Exhibit A is a series of pictures of a set of identical twins, Molly and Betsy, at
various ages. Compare their phenotypes as infants, children, and adults.
What do you observe? How do you interpret your observations?
Exhibit B is a photograph of fraternal twins whose parents are both half AfricanAmerican and half Caucasian. How do you explain the differences in
phenotypes between these two twins? Do you think the differences are mostly
genetic or environmental? Why?
Exhibit C is a photograph of seven sets of identical twins. When the photograph was
taken, the twins were asked to sit beside their twin. No other instructions
were given. Carefully examine and compare the twins, looking at hair color,
skin color, facial expression, posture, hand position, and other characteristics.

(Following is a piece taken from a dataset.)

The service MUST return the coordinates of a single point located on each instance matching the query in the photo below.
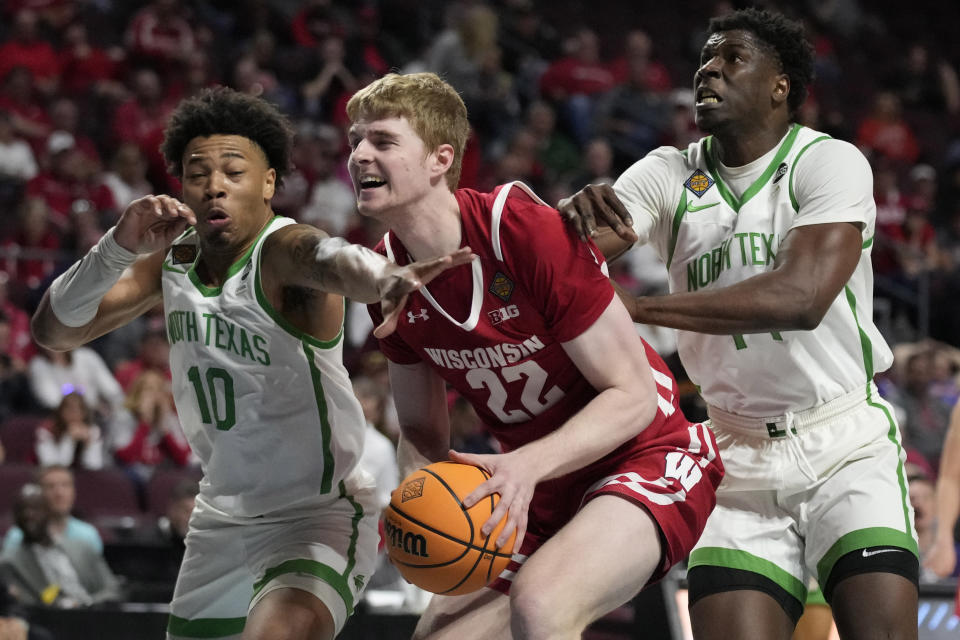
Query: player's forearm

What does this photograph seem to indicate about the influence of genes on
phenotype in humans?
Exhibit D shows a pair of identical twins, Sherry and Terry. Sherry is taller than
Terry and has always been more athletic and a better student than her sister.
In interviewing Sherry and Terry, Terry says she has always felt like the
"shadow twin" of her sister. What do you think might account for the
differences in these twins? (They were reared together and still live together
as college students.)
PART C. DROSOPHILA LIFECYCLE
1. Observe the contents of the jar containing live drosophila on your workbench.
2. Identify individual flies in the following stages of their lifecycle: 1) egg, 2) larva,
3) pupa, and 4) adult. Use the manual on your bench for assistance. Draw and
describe each stage.
BIO 2 Lab Manual, Spring 2010
Lab 10, Page 6
PART D. DROSOPHILA MUTANTS
In this section you will examine wildtype and mutant flies using a dissecting scope.
The mutant flies have a variation of a specific gene that results in an observable
phenotypic change. You will look for the following mutations:
- singed bristles (on top of pronotum)
- sepia (brownish) eyes
- vestigial wings (short wings)
- dumpy wings (shortened and angled)
- white eyes
- mini (smaller than normal size)
- apterous (no winges)
1. Examine the slide containing wildtype drosophila. Determine the sex using your
manual for assistance and record this in your lab notebook.
2. Obtain each of the slides with mutant drosophila (labeled A-G). Examine each
under the microscope and identify the mutation from the list above. You can use
your manual for assistance.
3. Fill out the following chart and include it in your lab notebook.
Labeled slide
Type of Mutation Observed
A
B
C
D
E
F
G
Wildtype
Indicate Male or Female
V. Lab Clean-Up

Make sure all of the visual tools you used for phenotyping and genotyping are
neatly laid out for the students in the next lab section.

Make sure microscopes are put up according to your instructor’s directions.